Girls in schools and colleges collect ₹10-20 every month from their parents and form small SHGs with 10 to 12 members. They then open bank accounts with their collection and take small loans from the SHG with a small interest, for their necessities and personal grooming. They are now able to visit beauty parlours, buy the government’s subsidised sanitary napkins, join computer classes, pay college fees and buy books.
The transformation is evident in some 80 villages of Amethi and Sultanpur districts. Spearheading these changes is the Rajiv Gandhi Mahila Vikas Pariyojana, which has been able to tap the potential of several young girls for leadership.
Pooja Shukla and Preeti Maurya of Bhikhipur village in Amethi, are two of them A youth leader, the college-going Pooja wants to join the police force or become an art teacher. Preeti is already a good seamstress and wants to make it her vocation. The two are pro-active in their homes too. Both stir alum into buckets of water every morning to ensure clean drinking water. They also insist that long handle mugs are used to draw out water to prevent contamination.
In Tala village, the president of the young women’s SHG is 20-year-old student Sarita Gupta, who hopes to join the civil service. “There are many advantages in the SHGs. The biggest is that they have given us space and confidence to voice our needs and participate in public functions,” echo the three girls.
Pooja’s younger brother, Satyendra, built her a toilet at home in 2013, when he heard of the eve teasing she suffered while going out to ease herself. Preeti’s father, who works in Chandigarh, also constructed a toilet in their home.
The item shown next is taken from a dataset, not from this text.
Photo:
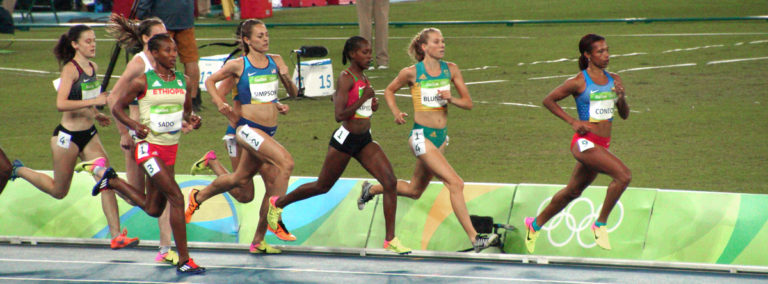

The SHGs motivate as well as provide funds to make the sanitation dream a reality. A base line survey before the start of the project showed that 92 per cent in Amethi and Sultanpur used to defecate in the open. Today though, in model village Bhikhipur, 60 per cent of the houses have toilets. Use of sanitary pads, provided by the State, and menstrual and hygiene management have been incorporated. Earlier, the villagers were unaware of the government programme of pad distribution.
Keeping cleanDisposing the cloth they used was not only unhygienic but a problem. There were cases of infection and gynaecological problems. Though the distribution of cloth pads in 22 districts was the responsibility of the ASHAs (Accredited Social Health Activist), they would try to get the maximum profit charging ₹10-15 for a packet of five.
The Uttar Pradesh Chief Minister Akhilesh Yadav made it compulsory to provide sanitary pads at cheaper rates --- ₹6 for a packet of five pads, allowing the ASHAs to keep a rupee on each packet. Working through the SHGs, the sales rose and so did the profit of the ASHAs. If the ASHA is unable to visit regularly, she leaves the packets with a leader of the SHG or someone responsible in the village. ASHAs also provide training and information on health and hygiene.
In most villages today, safe disposal of the pads is possible. The used pads are now kept in a covered clay pot and at the end of the menstrual cycle they are burnt in the matka using kerosene.
The campaign has helped to break myths like women can’t conceive if they burn the pads, or that they should not enter the kitchen, touch pickles or enter temples during menstruation.